History / 历史
Brief
According to one globally shared view of history, its study informs human behaviour. Even in China, George Santayana’s famous words, “[t]hose who cannot remember the past are condemned to repeat it”, have the familiar ring of truth. But history’s constant exploitation is also a fact across much of the world. Following the tradition of “correct” history writing laid down in the Soviet Union under Stalin in 1938, China’s ruling Communist Party has long viewed the shaping of history as a crucial means of justifying and defending the regime. Under Xi Jinping since late 2012, the emphasis on the Party’s official vision of history as a source of power and legitimacy has only strengthened.
Analysis
Since its origin in the 1920s, the Chinese Communist Party has adhered to a materialist conception of history,[1] a doctrine of linear historical progress proceeding through class struggle. Armed with this socialist historiography, Mao Zedong established himself as China’s revolutionary leader in the 1940s, and in the decades that followed this conception of history legitimised the CCP as a revolutionary and ruling Party. In the CCP’s first formal resolution on history in 1945, Mao Zedong summarised the key political lessons since the Party’s founding in 1921. The resolution, which followed Mao’s successful purging of his political opposition, focused criticism on the supposed damage caused in the preceding decade by “left-leaning opportunism”, and formalised Mao’s supremacy, laying the foundation for catastrophic failure of the Cultural Revolution – a decade hugely destructive to China’s cultural heritage.
After Mao’s death, the CCP set off on a new path of reform and opening. A new consensus on history was required to explain the failings of the Mao era and consolidate the foundation of power under the reform agenda. This came in 1981 with Deng Xiaoping’s Resolution on Certain Questions in the History of Our Party Since the Founding of the PRC (关于建国以来党的若干历史问题的决议), which served to reframe the reform project and settle the question of the “erroneous theories and practices” of the Cultural Revolution, while not undermining Mao’s revolutionary role, insisting that Mao’s “contributions to the Chinese revolution far outweigh his mistakes”.

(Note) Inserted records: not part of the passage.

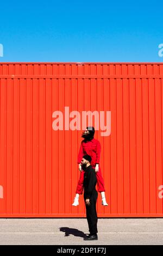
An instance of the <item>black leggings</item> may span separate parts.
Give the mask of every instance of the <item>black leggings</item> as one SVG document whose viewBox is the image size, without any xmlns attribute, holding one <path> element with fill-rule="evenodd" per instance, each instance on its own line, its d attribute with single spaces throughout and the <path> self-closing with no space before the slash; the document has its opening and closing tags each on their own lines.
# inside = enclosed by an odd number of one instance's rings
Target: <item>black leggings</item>
<svg viewBox="0 0 163 256">
<path fill-rule="evenodd" d="M 86 206 L 86 218 L 89 227 L 89 231 L 91 235 L 95 235 L 97 233 L 97 215 L 96 211 L 96 202 L 98 197 L 98 193 L 93 191 L 90 198 L 90 205 Z M 85 201 L 86 198 L 84 198 Z"/>
</svg>

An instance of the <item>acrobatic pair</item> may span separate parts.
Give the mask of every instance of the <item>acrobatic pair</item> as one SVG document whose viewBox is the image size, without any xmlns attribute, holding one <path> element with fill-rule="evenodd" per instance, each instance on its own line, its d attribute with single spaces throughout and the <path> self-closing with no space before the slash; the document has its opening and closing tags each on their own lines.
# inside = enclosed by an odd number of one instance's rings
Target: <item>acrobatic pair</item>
<svg viewBox="0 0 163 256">
<path fill-rule="evenodd" d="M 93 168 L 95 169 L 98 191 L 101 193 L 102 203 L 104 206 L 108 205 L 105 199 L 104 180 L 102 176 L 101 169 L 99 166 L 101 144 L 99 141 L 94 138 L 95 131 L 93 127 L 88 126 L 82 135 L 84 139 L 81 142 L 78 156 L 78 163 L 79 164 L 79 170 L 80 171 L 80 175 L 76 190 L 76 194 L 74 202 L 72 204 L 72 205 L 74 206 L 79 205 L 79 194 L 82 194 L 83 191 L 84 172 L 82 170 L 81 161 L 84 155 L 89 155 L 91 157 L 91 164 Z"/>
</svg>

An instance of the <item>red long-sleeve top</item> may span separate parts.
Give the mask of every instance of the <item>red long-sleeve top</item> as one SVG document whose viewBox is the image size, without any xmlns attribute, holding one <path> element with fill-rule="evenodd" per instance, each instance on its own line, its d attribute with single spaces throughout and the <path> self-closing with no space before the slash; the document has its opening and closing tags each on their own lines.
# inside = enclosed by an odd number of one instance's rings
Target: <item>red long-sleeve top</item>
<svg viewBox="0 0 163 256">
<path fill-rule="evenodd" d="M 92 157 L 91 166 L 95 166 L 99 163 L 101 154 L 101 144 L 99 141 L 93 138 L 90 141 L 84 142 L 83 139 L 80 144 L 78 156 L 78 163 L 80 163 L 84 155 L 89 155 Z"/>
</svg>

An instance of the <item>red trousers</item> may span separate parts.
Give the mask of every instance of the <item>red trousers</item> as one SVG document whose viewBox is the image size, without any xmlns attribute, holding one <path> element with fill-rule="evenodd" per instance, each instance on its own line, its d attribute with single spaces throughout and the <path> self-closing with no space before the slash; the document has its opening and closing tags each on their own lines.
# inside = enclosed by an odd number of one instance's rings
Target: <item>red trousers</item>
<svg viewBox="0 0 163 256">
<path fill-rule="evenodd" d="M 93 169 L 95 169 L 95 166 L 92 166 Z M 76 190 L 76 194 L 82 194 L 83 190 L 83 182 L 84 182 L 84 171 L 83 170 L 82 172 L 80 172 L 80 175 L 78 184 L 77 185 L 77 188 Z M 105 191 L 104 188 L 104 182 L 103 178 L 102 176 L 101 168 L 99 166 L 98 172 L 96 173 L 96 178 L 97 178 L 97 184 L 98 187 L 98 191 L 99 192 Z"/>
</svg>

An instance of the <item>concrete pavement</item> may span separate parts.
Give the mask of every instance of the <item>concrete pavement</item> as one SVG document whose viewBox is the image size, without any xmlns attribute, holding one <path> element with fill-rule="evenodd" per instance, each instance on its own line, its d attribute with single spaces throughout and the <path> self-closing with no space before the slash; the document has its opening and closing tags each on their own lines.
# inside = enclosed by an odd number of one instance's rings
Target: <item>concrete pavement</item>
<svg viewBox="0 0 163 256">
<path fill-rule="evenodd" d="M 163 218 L 99 218 L 85 241 L 86 218 L 0 218 L 0 245 L 163 245 Z"/>
</svg>

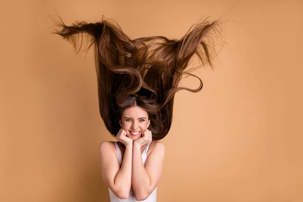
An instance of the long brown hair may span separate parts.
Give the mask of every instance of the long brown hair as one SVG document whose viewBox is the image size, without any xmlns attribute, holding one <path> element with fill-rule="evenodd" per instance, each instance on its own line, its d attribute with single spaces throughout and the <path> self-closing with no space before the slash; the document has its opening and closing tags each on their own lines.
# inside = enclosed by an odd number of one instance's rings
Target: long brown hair
<svg viewBox="0 0 303 202">
<path fill-rule="evenodd" d="M 76 21 L 71 26 L 59 18 L 61 22 L 54 22 L 60 29 L 53 33 L 71 42 L 75 49 L 81 39 L 79 51 L 83 34 L 91 38 L 87 51 L 94 45 L 100 114 L 114 136 L 120 129 L 119 120 L 124 110 L 137 106 L 148 115 L 153 139 L 163 138 L 172 124 L 176 92 L 202 89 L 201 80 L 190 73 L 196 68 L 185 70 L 191 58 L 195 55 L 202 66 L 213 68 L 210 50 L 213 48 L 209 37 L 217 21 L 204 20 L 194 25 L 180 40 L 162 36 L 132 40 L 115 21 L 105 20 L 104 16 L 98 22 Z M 198 79 L 199 87 L 178 87 L 185 75 Z"/>
</svg>

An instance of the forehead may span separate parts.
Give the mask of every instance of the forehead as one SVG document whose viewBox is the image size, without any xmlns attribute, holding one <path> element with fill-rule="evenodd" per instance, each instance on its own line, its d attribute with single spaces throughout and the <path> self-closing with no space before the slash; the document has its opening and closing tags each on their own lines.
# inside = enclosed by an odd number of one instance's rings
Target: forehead
<svg viewBox="0 0 303 202">
<path fill-rule="evenodd" d="M 124 110 L 123 117 L 131 118 L 146 117 L 147 118 L 147 113 L 143 109 L 138 106 L 132 107 Z"/>
</svg>

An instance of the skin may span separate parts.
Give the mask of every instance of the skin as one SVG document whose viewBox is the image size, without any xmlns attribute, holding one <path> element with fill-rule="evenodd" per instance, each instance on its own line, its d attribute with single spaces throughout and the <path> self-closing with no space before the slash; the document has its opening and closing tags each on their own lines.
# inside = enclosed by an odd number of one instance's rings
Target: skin
<svg viewBox="0 0 303 202">
<path fill-rule="evenodd" d="M 128 197 L 132 186 L 136 199 L 144 200 L 160 182 L 165 147 L 161 142 L 152 142 L 153 134 L 147 128 L 150 124 L 148 119 L 147 112 L 139 107 L 124 111 L 120 121 L 121 129 L 116 136 L 122 156 L 121 167 L 113 142 L 103 142 L 99 147 L 104 181 L 120 198 Z M 131 131 L 140 132 L 137 135 L 133 135 Z M 142 153 L 150 142 L 144 165 Z M 113 152 L 109 153 L 110 150 Z"/>
</svg>

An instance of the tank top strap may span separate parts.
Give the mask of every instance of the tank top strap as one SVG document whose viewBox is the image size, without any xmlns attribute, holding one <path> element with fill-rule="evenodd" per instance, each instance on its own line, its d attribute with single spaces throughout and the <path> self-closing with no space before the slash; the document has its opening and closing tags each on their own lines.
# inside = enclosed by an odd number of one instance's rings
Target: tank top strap
<svg viewBox="0 0 303 202">
<path fill-rule="evenodd" d="M 116 146 L 116 149 L 117 149 L 117 157 L 118 158 L 118 161 L 120 166 L 122 164 L 122 157 L 121 156 L 121 151 L 118 145 L 117 142 L 114 142 L 115 143 L 115 146 Z"/>
</svg>

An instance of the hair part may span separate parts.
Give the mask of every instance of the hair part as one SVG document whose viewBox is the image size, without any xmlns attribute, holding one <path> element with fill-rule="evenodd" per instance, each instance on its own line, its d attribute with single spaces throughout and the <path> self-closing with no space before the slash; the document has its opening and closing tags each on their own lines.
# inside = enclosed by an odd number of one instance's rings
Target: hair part
<svg viewBox="0 0 303 202">
<path fill-rule="evenodd" d="M 77 54 L 83 34 L 90 38 L 87 50 L 94 45 L 100 114 L 114 136 L 120 128 L 119 119 L 124 111 L 137 106 L 148 115 L 153 139 L 163 138 L 171 126 L 176 93 L 180 90 L 197 92 L 202 89 L 202 80 L 190 73 L 199 67 L 185 70 L 190 59 L 196 55 L 201 66 L 213 68 L 213 48 L 209 39 L 216 31 L 217 21 L 205 20 L 193 25 L 180 40 L 162 36 L 132 40 L 115 21 L 105 20 L 104 16 L 98 22 L 76 22 L 71 26 L 59 19 L 61 22 L 55 22 L 60 29 L 53 33 L 71 42 L 75 49 L 81 39 Z M 184 75 L 197 78 L 199 86 L 178 87 Z"/>
</svg>

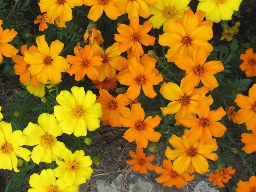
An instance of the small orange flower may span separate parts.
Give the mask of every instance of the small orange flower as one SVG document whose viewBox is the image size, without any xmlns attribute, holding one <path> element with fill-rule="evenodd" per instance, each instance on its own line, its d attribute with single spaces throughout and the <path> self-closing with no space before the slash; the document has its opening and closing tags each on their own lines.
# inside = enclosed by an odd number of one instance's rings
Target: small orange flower
<svg viewBox="0 0 256 192">
<path fill-rule="evenodd" d="M 134 159 L 126 160 L 126 163 L 132 166 L 131 170 L 134 170 L 134 172 L 139 171 L 141 174 L 148 173 L 147 169 L 150 171 L 154 170 L 155 166 L 150 163 L 154 158 L 153 155 L 151 154 L 148 157 L 146 157 L 146 154 L 143 152 L 142 148 L 136 149 L 136 154 L 132 151 L 130 151 L 129 154 Z"/>
<path fill-rule="evenodd" d="M 99 92 L 100 96 L 96 102 L 102 106 L 103 113 L 99 119 L 103 121 L 103 125 L 110 125 L 113 127 L 121 127 L 120 118 L 131 116 L 130 109 L 125 107 L 125 103 L 128 100 L 126 94 L 119 94 L 115 98 L 104 89 L 101 89 Z"/>
<path fill-rule="evenodd" d="M 102 64 L 102 58 L 97 56 L 93 56 L 93 49 L 89 45 L 86 45 L 83 49 L 77 45 L 74 48 L 76 56 L 68 55 L 66 61 L 72 64 L 70 69 L 67 70 L 70 76 L 75 75 L 76 81 L 80 81 L 85 75 L 92 81 L 99 76 L 99 73 L 94 66 Z"/>
<path fill-rule="evenodd" d="M 233 119 L 233 122 L 236 123 L 237 122 L 236 116 L 241 116 L 241 114 L 238 113 L 236 113 L 234 111 L 235 107 L 230 107 L 229 110 L 227 111 L 227 115 L 228 116 L 230 120 L 231 119 Z"/>
<path fill-rule="evenodd" d="M 34 21 L 35 24 L 37 24 L 38 23 L 40 23 L 39 25 L 39 31 L 44 31 L 44 29 L 46 29 L 48 28 L 47 23 L 49 23 L 49 20 L 47 17 L 46 13 L 44 14 L 43 15 L 39 15 L 36 17 L 36 20 Z"/>
<path fill-rule="evenodd" d="M 131 47 L 136 56 L 142 55 L 144 51 L 141 44 L 146 46 L 154 45 L 155 37 L 148 35 L 152 29 L 152 24 L 147 20 L 143 25 L 139 24 L 139 18 L 133 17 L 129 26 L 120 24 L 117 27 L 120 34 L 115 34 L 115 40 L 120 43 L 119 49 L 122 52 Z"/>
<path fill-rule="evenodd" d="M 209 182 L 214 181 L 212 183 L 213 186 L 221 187 L 224 186 L 223 183 L 227 183 L 228 181 L 232 177 L 230 175 L 234 175 L 236 172 L 236 169 L 232 169 L 232 167 L 227 167 L 227 168 L 221 168 L 220 169 L 215 169 L 215 174 L 210 173 L 209 175 L 208 179 Z"/>
<path fill-rule="evenodd" d="M 103 89 L 105 89 L 108 91 L 109 91 L 110 89 L 114 90 L 117 86 L 116 82 L 117 79 L 115 77 L 113 79 L 108 79 L 106 77 L 103 81 L 99 81 L 98 80 L 93 81 L 93 83 L 96 84 L 95 87 L 97 89 L 100 89 L 103 87 Z"/>
<path fill-rule="evenodd" d="M 247 77 L 256 76 L 256 52 L 253 53 L 252 48 L 245 50 L 245 54 L 241 54 L 239 58 L 244 62 L 239 67 L 243 71 L 245 71 Z"/>
<path fill-rule="evenodd" d="M 163 183 L 163 186 L 171 187 L 174 185 L 180 189 L 186 185 L 185 180 L 191 181 L 194 179 L 195 175 L 190 175 L 188 173 L 179 174 L 177 170 L 174 169 L 171 160 L 165 159 L 163 161 L 163 168 L 156 166 L 155 171 L 157 173 L 163 174 L 155 180 L 159 183 Z"/>
<path fill-rule="evenodd" d="M 154 118 L 149 116 L 144 120 L 145 113 L 140 103 L 131 106 L 131 117 L 120 118 L 123 126 L 130 128 L 123 137 L 130 143 L 135 140 L 137 148 L 146 148 L 148 140 L 157 142 L 161 134 L 155 131 L 154 128 L 159 125 L 161 120 L 160 117 L 158 115 Z"/>
</svg>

Similarly, the CCP’s third resolution on history, the November 2021 Resolution on the Major Achievements and Historical Experiences of the Party’s Hundred-Year Struggle (中共中央关于党的百年奋斗重大成就和历史经验的决议), declared a new direction for the CCP and reconsolidated its claim to power under the leadership of Xi Jinping. The resolution, which established Xi as the pioneer and charismatic leader of a “New Era of Socialism with Chinese Characteristics” (中国特色社会主义新时代), cemented his power and legacy. Xi’s “New Era”, a period covering less than one-tenth of the CCP’s 100-year history, occupied more than half of the resolution text.
Under Xi Jinping, the CCP has sharpened its focus on the Party’s revolutionary history. It has spoken in the official media of “red genes” (红色基因), referring to the revolutionary spirit and Party’s history as a political and cultural inheritance of the Chinese people, and has even sought to safeguard its revolutionary legacy with campaigns against “historical nihilism” – meaning denial of the Party’s official history and its materialist historical development – and legislation against the defaming of heroes. Also under Xi Jinping, there has been a renewed focus on China’s “excellent traditional culture” as a resource of Party legitimacy, seen particularly in Xi’s 2012 notion of the “Chinese dream” of a “great rejuvenation of the Chinese people”. This idea posits China’s return, after more than a century of humiliation at the hands of the West, to the centre of the world stage – a position, according to current CCP historiography, that Chinese civilisation held for much of its own history.
[1] L. Pang, ‘Mao’s Dialectical Materialism: Possibilities for the Future,’ in Rethinking Marxism: A Journal of Economics, Culture & Society, February 2016, 28:1, 108-123.